Вдруг тонкая леска задергалась, Дорион пришел в себя, и через мгновение на каменистом берегу запрыгала серебристая, вся в красных крапинках форелька. Дорион осторожно снял ее с крючка, положил ее в плетенку, которая стояла в напоенной солнцем воде потока, и, снова наладив удочку, забросил ее в воду, испытывая темное и неприятное чувство, которое смутно говорило ему, лучше было бы оставить форельку в потоке…

И снова мысль его перелетела через море, в далекий Эфес, к философу-отшельнику… В его учении о сущности мира было что-то, что говорило одновременно и уму, и сердцу Дориона.
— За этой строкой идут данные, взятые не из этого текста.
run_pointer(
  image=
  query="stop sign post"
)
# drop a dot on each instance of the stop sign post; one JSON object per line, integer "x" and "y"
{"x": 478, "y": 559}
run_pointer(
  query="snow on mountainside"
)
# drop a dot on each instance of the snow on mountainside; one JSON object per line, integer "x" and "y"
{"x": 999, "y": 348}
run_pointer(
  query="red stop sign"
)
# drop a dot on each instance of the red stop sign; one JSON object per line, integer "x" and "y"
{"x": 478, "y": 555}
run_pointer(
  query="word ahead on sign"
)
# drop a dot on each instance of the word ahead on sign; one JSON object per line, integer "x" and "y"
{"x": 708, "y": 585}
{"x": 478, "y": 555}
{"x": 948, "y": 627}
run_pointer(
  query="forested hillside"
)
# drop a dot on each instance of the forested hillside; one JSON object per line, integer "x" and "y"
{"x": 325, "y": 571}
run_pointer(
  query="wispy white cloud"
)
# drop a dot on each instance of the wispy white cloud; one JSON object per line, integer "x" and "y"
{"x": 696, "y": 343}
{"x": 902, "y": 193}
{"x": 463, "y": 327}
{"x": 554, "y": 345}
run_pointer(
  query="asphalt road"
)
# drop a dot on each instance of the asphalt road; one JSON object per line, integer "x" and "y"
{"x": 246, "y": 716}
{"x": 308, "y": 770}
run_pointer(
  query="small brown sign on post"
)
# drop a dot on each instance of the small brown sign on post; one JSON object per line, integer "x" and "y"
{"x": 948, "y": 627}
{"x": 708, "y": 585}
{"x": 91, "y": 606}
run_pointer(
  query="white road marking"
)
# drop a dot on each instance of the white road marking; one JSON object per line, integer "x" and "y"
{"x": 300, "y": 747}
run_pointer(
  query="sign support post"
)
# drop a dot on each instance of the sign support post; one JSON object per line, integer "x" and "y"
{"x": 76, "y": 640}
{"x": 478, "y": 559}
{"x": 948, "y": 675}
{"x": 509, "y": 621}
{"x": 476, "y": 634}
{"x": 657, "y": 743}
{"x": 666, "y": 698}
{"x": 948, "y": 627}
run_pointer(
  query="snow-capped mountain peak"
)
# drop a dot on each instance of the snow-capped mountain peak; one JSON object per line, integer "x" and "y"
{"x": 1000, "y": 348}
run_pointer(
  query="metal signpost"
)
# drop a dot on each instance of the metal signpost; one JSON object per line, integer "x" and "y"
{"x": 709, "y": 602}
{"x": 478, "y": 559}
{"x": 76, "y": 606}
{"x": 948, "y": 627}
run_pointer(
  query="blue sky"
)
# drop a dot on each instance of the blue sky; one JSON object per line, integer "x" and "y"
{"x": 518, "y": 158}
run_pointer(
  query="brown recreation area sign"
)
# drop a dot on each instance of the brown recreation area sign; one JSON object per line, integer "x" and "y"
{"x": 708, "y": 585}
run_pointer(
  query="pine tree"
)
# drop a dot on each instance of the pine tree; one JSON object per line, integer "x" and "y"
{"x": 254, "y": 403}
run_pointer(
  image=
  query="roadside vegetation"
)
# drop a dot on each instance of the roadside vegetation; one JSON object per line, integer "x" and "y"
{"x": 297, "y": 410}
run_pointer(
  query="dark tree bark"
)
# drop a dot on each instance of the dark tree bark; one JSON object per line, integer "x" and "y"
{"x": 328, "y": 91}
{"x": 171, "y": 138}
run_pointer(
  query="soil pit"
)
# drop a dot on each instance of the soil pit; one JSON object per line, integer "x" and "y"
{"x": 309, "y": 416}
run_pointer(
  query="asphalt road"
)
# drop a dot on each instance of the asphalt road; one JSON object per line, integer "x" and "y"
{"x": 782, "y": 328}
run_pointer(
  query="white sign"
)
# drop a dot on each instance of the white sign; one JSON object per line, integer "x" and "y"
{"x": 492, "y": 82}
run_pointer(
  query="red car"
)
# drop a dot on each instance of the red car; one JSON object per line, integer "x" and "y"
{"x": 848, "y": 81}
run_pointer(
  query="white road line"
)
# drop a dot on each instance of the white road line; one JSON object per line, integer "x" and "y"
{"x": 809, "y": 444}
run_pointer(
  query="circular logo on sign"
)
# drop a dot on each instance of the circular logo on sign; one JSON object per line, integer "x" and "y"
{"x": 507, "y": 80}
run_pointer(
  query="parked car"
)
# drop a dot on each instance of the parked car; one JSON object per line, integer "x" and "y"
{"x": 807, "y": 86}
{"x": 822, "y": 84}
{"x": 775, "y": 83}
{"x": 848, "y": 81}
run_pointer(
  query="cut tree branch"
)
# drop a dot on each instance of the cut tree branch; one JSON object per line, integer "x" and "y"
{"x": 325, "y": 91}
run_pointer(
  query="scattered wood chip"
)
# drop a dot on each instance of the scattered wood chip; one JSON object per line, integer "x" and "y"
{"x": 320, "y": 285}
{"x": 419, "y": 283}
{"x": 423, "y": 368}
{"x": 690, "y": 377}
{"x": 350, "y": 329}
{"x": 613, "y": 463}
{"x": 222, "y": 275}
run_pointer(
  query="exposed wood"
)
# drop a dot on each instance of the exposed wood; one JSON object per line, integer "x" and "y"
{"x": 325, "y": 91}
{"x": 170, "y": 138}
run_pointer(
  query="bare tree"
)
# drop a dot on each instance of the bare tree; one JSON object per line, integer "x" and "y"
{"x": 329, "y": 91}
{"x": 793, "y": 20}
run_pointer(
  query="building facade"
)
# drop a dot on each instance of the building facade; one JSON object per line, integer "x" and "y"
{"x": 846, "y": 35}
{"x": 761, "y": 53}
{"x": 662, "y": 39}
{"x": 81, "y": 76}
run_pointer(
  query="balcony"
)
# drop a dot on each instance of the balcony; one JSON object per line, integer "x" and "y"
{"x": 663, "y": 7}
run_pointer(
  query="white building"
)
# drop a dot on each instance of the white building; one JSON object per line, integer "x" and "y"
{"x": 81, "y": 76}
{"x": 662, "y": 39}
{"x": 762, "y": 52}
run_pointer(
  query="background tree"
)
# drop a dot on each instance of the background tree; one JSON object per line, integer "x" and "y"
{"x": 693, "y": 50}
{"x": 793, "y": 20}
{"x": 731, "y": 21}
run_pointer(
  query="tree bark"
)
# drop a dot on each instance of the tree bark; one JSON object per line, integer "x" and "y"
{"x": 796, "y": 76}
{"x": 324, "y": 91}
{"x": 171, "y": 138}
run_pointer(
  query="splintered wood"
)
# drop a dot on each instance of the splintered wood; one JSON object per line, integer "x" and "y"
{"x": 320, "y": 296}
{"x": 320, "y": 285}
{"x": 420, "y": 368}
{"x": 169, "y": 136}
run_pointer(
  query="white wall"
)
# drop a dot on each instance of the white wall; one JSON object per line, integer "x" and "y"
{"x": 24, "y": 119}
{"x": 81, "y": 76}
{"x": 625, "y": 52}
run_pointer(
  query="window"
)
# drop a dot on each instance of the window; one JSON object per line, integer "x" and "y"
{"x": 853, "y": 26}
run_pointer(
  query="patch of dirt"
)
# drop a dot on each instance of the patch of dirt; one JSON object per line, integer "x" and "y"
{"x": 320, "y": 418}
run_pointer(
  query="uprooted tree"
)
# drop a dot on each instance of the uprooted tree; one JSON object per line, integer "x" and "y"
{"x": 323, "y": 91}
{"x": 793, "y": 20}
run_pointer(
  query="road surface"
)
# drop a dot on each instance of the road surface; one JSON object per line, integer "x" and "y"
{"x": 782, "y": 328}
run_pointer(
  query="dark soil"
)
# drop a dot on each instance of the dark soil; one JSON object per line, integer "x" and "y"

Основа всего: одаренный разумом вечный огонь, в котором все сгорает и все вновь рождается к жизни. Никакой цели у этой вечной силы нет, это как бы ребенок, строящий на берегу моря домики из песка с единственной целью их разрушить. Когда глаз человека видит что-нибудь как бы постоянное, он жертва иллюзии: все течет, уходя и приходя, беспрерывно. «Мы не можем окунуться два раза в одной и той же реке», ибо уже через момент после первого погружения и река другая, и другие мы. Все находится в движении, даже то, что кажется неподвижным…

С тихой болью вспомнилась вдруг почему-то Дрозис, — она уходила уже тогда, когда была рядом с ним и уходил от нее и он: призраки, призраки, призраки — хотя и жаль, что они уходят.

— Э… э… э… — подхватил он другую форельку, но она, вдруг сорвавшись с крючка, исчезла в напоенном солнцем потоке.